Ces idéaux ont une histoire. En 1851, alors qu’il commençait à réfléchir à ce qui deviendrait finalement le Victoria & Albert Museum, à Londres, l’architecte et réformateur social allemand Gottfried Semper (1803-1879), concepteur de l’opéra de Dresde et ami du Prince Albert, proposa que les collections et musées publics soient « les véritables éducateurs d’un peuple libre ». Un siècle plus tard, en 1944, Alfred H. Barr, Jr., le premier directeur du Musée d’Art Moderne de New York écrivait : « Le but premier du musée est d’aider les gens à aimer, comprendre, et faire usage des arts visuels de notre temps ». À la même époque, en 1947, le directeur de musée et théoricien radical Alexander Dorner (1893-1957), l’un des intellectuels allemands qui ont fui l’Europe nazie pour gagner les États-Unis, insistait pour que « le nouveau type d’institut artistique ne soit plus seulement un musée d’art comme ce fut le cas jusqu’à présent, mais qu’il ne soit pas un musée du tout. Ce nouveau type sera davantage comme une centrale électrique, le producteur d’une énergie nouvelle ». En 1967, alors que la prospérité gagnait l’Europe de l’Ouest de l’après-guerre, Johannes Cladders (1924-2009), le conservateur, libre penseur, directeur de musée, et confident de Joseph Beuys, imaginait que « le concept d’ « anti » dans anti-musée devrait être compris comme la démolition des murs physiques et la construction d’une maison spirituelle ».

Écrivant quelque trente ans plus tard, en 1999, l’administrateur de musée et expert juridique américain Stephen E. Weil (1928-2005) exhortait les musées à regarder vers l’extérieur et non vers l’intérieur. Dans son influent essai « From being something to being for somebody : the ongoing transformation of the American art museum  », il écrivait : « Dans le musée émergeant, la sensibilité aux besoins de la communauté ne doit pas être comprise comme un abandon, mais, littéralement, comme un accomplissement ». Dans les premières années du XXIe siècle, le théoricien franco-caribéen Édouard Glissant (1928-2011) imaginait le musée comme un « archipel », résistant à l’attraction homogénéisante de la modernité, réceptif au contexte culturel, capable d’embrasser de nouveaux espaces et temporalités dans ce qu’il a appelé la mondialité – une posture de sagesse qui ne voit pas la différence comme une faiblesse à exploiter, mais comme un agent de liaison pour rapprocher les peuples et les cultures.
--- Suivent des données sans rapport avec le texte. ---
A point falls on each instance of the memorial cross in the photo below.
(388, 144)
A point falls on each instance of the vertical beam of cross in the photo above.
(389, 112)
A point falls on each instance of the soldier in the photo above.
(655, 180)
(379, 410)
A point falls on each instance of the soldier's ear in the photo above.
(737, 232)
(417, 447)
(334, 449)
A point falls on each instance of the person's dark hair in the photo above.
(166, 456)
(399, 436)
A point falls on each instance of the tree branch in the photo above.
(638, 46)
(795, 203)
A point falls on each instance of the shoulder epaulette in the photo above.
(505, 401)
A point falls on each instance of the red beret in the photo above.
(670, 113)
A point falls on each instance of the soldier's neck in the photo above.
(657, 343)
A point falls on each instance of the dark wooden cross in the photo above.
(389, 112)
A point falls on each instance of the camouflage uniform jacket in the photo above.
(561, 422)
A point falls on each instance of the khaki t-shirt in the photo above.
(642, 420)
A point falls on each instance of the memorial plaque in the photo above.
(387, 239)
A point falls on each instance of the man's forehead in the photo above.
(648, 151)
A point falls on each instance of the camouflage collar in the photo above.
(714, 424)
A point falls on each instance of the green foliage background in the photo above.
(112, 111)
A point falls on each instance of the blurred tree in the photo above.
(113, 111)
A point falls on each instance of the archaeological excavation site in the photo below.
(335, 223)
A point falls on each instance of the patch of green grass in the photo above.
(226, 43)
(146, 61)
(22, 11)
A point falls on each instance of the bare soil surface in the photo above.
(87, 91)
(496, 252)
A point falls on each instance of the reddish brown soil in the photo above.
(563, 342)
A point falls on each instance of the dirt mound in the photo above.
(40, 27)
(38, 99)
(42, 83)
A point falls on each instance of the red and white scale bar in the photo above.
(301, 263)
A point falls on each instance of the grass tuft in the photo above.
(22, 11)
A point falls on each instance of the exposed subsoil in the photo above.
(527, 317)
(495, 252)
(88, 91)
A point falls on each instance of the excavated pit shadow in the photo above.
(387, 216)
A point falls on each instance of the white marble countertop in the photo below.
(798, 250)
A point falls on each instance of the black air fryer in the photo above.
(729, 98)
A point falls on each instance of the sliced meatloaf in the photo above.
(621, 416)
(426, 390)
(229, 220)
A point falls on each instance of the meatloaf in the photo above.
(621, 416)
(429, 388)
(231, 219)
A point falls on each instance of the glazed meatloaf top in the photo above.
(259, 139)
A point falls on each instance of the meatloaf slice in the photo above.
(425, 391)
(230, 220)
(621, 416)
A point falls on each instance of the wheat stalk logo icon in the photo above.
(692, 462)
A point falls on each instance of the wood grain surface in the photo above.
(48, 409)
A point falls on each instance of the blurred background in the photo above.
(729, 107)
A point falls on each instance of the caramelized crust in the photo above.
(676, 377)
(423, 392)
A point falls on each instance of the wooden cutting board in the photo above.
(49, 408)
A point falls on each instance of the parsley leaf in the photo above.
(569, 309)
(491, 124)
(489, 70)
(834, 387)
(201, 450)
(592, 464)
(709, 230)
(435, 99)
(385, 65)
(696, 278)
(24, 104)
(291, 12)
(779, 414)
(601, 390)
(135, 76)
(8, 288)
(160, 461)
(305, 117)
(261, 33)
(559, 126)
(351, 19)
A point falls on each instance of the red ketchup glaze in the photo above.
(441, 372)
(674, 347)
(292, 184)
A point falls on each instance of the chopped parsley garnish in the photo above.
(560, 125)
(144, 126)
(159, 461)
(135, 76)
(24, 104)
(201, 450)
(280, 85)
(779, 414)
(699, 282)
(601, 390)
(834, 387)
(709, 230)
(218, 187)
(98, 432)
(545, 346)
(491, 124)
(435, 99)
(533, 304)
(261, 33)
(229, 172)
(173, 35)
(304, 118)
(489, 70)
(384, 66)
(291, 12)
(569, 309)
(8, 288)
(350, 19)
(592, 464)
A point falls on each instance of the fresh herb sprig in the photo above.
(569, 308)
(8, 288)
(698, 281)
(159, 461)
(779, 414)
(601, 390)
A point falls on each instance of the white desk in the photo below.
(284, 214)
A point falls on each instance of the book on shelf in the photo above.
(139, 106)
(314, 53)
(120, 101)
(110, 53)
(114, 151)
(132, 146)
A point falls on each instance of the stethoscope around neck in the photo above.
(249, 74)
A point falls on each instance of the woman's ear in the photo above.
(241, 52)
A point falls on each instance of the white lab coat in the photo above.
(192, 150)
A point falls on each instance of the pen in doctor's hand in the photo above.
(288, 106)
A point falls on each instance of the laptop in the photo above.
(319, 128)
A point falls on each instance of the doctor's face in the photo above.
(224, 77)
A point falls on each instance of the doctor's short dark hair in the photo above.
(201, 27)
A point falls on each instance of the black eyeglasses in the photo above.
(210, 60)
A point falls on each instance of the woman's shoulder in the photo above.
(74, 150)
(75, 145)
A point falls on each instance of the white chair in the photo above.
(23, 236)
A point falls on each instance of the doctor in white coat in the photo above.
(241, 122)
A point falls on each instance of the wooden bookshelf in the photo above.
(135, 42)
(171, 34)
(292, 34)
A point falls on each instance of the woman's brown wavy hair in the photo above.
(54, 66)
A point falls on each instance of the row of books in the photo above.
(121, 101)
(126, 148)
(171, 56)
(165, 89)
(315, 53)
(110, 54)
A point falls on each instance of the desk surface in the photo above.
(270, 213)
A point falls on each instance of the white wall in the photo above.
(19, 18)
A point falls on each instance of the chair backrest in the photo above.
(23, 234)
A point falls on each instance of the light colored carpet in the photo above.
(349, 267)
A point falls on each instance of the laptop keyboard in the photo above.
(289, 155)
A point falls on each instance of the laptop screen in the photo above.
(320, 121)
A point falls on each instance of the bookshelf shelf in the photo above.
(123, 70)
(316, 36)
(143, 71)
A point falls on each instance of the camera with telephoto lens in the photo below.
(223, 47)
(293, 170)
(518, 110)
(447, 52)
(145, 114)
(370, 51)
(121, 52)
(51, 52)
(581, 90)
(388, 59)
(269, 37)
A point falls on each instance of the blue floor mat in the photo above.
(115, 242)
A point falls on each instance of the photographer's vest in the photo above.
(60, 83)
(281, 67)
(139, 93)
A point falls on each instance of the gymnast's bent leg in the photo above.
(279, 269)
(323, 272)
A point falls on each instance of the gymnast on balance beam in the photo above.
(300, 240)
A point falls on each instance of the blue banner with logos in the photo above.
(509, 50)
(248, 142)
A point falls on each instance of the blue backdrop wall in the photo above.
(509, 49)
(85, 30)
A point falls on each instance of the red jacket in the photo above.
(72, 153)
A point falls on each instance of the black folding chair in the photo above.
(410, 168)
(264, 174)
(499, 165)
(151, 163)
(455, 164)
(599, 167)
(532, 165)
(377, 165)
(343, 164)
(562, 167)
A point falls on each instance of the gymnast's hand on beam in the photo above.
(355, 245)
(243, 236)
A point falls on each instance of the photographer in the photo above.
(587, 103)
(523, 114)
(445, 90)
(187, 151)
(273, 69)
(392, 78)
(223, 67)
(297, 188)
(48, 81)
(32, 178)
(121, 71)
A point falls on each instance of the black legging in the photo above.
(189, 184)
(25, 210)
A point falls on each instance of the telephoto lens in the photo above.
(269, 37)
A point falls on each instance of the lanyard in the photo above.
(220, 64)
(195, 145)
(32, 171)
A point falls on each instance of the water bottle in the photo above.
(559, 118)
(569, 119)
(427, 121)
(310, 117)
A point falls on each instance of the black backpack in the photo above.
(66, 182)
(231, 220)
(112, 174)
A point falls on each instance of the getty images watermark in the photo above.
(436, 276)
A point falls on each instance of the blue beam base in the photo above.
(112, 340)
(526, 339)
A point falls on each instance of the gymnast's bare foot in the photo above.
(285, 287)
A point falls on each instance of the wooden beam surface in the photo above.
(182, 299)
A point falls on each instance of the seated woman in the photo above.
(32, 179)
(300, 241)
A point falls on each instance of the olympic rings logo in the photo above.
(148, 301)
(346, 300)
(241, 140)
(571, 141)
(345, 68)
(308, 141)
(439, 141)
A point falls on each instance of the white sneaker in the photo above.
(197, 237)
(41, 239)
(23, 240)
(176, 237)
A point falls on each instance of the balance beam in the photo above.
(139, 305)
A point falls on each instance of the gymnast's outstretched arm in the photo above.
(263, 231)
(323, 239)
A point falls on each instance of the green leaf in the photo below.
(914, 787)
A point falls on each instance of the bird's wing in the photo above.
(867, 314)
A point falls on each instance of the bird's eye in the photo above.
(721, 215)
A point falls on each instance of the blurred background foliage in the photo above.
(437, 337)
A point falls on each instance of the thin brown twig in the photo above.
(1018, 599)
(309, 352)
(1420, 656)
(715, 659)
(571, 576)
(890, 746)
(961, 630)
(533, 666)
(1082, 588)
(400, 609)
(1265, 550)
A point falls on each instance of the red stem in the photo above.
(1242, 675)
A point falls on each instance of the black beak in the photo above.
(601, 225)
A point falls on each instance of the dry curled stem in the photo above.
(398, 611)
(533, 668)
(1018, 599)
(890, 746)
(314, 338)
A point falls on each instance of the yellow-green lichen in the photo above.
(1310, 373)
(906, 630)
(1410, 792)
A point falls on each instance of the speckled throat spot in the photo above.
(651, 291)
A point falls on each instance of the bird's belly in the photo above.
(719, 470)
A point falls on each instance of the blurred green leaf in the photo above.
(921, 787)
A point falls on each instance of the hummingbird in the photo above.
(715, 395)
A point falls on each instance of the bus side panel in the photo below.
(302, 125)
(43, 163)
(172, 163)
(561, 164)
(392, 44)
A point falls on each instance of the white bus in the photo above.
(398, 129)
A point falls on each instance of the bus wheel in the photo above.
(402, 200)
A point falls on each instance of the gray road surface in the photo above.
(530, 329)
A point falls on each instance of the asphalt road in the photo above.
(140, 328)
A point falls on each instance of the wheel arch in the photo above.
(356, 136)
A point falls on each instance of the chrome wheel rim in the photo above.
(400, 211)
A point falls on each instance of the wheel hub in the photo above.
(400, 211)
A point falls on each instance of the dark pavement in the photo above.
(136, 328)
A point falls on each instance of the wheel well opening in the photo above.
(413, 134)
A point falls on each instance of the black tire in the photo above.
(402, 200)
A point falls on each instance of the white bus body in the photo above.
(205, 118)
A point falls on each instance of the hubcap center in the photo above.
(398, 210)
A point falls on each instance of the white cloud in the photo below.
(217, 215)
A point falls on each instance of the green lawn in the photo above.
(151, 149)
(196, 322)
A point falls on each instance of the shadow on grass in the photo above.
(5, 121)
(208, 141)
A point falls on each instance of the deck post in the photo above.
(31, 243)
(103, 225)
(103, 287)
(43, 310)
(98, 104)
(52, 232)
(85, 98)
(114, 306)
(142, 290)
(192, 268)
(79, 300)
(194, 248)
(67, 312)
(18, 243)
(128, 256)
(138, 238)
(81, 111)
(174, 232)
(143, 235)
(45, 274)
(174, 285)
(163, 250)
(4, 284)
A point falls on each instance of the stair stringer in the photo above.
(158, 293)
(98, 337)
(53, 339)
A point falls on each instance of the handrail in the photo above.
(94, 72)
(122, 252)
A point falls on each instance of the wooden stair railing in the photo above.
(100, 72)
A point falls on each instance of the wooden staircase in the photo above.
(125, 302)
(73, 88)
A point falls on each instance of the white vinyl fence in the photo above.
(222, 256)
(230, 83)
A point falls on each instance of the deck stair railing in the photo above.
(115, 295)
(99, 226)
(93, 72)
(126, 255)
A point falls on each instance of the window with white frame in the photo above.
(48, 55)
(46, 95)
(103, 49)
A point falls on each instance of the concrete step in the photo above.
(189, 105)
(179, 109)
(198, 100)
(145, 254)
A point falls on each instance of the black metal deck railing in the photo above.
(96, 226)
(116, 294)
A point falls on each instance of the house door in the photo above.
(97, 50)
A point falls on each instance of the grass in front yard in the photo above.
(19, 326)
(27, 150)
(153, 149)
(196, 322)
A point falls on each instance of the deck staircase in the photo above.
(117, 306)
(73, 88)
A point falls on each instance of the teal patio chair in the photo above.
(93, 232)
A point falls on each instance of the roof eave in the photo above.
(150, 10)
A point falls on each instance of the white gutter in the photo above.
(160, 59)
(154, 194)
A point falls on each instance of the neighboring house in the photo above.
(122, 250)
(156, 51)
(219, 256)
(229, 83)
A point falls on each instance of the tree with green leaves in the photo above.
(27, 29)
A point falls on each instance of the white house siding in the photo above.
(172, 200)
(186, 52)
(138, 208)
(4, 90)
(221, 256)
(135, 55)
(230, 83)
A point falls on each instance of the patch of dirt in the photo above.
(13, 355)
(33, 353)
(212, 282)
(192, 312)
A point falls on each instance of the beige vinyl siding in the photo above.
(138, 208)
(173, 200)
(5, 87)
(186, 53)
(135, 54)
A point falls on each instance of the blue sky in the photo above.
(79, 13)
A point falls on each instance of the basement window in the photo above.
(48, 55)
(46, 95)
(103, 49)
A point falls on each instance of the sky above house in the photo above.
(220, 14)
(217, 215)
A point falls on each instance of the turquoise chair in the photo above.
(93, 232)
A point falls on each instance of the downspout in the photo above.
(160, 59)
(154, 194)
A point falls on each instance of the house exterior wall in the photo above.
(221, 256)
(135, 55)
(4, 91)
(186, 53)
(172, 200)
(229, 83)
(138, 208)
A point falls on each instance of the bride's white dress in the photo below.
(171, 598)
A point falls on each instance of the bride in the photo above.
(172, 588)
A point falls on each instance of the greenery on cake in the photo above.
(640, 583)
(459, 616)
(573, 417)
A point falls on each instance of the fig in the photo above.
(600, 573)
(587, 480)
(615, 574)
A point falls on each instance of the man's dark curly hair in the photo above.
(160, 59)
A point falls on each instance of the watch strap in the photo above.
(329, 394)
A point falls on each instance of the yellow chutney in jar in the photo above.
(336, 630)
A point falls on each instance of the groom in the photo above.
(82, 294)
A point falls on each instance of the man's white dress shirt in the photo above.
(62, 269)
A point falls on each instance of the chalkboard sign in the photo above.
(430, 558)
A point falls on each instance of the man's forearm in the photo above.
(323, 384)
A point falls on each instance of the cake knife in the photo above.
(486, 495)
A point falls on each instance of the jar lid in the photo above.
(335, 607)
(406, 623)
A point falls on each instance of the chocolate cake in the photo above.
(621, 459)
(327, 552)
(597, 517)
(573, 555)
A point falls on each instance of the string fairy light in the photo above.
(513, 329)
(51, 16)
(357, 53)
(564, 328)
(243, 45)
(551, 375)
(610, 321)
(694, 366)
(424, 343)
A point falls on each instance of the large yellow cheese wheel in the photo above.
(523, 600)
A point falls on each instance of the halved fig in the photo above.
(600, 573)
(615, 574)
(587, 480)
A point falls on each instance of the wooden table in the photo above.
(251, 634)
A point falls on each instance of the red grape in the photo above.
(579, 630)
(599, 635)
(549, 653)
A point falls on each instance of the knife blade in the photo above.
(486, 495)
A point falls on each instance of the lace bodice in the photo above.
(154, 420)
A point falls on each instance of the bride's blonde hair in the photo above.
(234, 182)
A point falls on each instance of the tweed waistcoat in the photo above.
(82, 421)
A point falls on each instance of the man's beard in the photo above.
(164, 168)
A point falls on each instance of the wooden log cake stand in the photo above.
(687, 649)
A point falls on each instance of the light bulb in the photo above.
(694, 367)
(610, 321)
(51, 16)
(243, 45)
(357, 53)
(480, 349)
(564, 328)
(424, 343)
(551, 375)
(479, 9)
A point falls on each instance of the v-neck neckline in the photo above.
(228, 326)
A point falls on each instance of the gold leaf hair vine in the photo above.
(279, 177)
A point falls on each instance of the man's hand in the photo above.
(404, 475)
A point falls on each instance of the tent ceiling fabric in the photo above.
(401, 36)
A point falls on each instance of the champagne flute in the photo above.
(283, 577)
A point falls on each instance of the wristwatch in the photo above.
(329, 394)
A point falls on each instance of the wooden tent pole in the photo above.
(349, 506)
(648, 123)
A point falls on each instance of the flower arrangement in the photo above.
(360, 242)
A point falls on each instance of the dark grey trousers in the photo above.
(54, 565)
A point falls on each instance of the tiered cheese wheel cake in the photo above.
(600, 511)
Et c’était en 2017, quasiment hier, qu’Okwui Enwezor (1936-2019), le poète nigérian, historien de l’art et directeur de musée qui a ouvert les yeux d’une génération à la nécessité de rejeter l’héritage colonial et d’embrasser des perspectives mondiales, prévenait qu’ « on ne peut plus tenir pour acquis que les musées demeurent des lieux de formation du jugement très important ; le pouvoir de l’idée occidentale de beauté et d’accomplissement esthétique appartient au passé ».

Ce livre ajoute de nouvelles voix à un débat entamé voilà plusieurs décennies au sujet des possibilités du musée d’art, celles déjà atteintes et celles qui restent à imaginer. La notion d’un musée plus ouvert et plus démocratique –plus satisfaisant et engagé, plus orienté vers la communauté et accueillant, plus participatif et inclusif, plus pluraliste et divers, plus poreux et polyphonique – n’est pas entièrement nouvelle. Elle a évolué par degrés, se nourrissant des précédents de l’histoire, et elle inspire déjà les activités d’institutions progressistes et de tous ceux qui y travaillent à travers le monde. Pourtant, cette période hors normes que nous traversons lui a donné une accélération décisive. Si les tribulations de l’année 2020 ont créé un mouvement en avant dans les musées d’art, c’est en catalysant de nouveaux modèles et comportements institutionnels qui peuvent répondre aux besoins du XXIe siècle, pour que les générations futures puissent les amener vers encore davantage de progrès.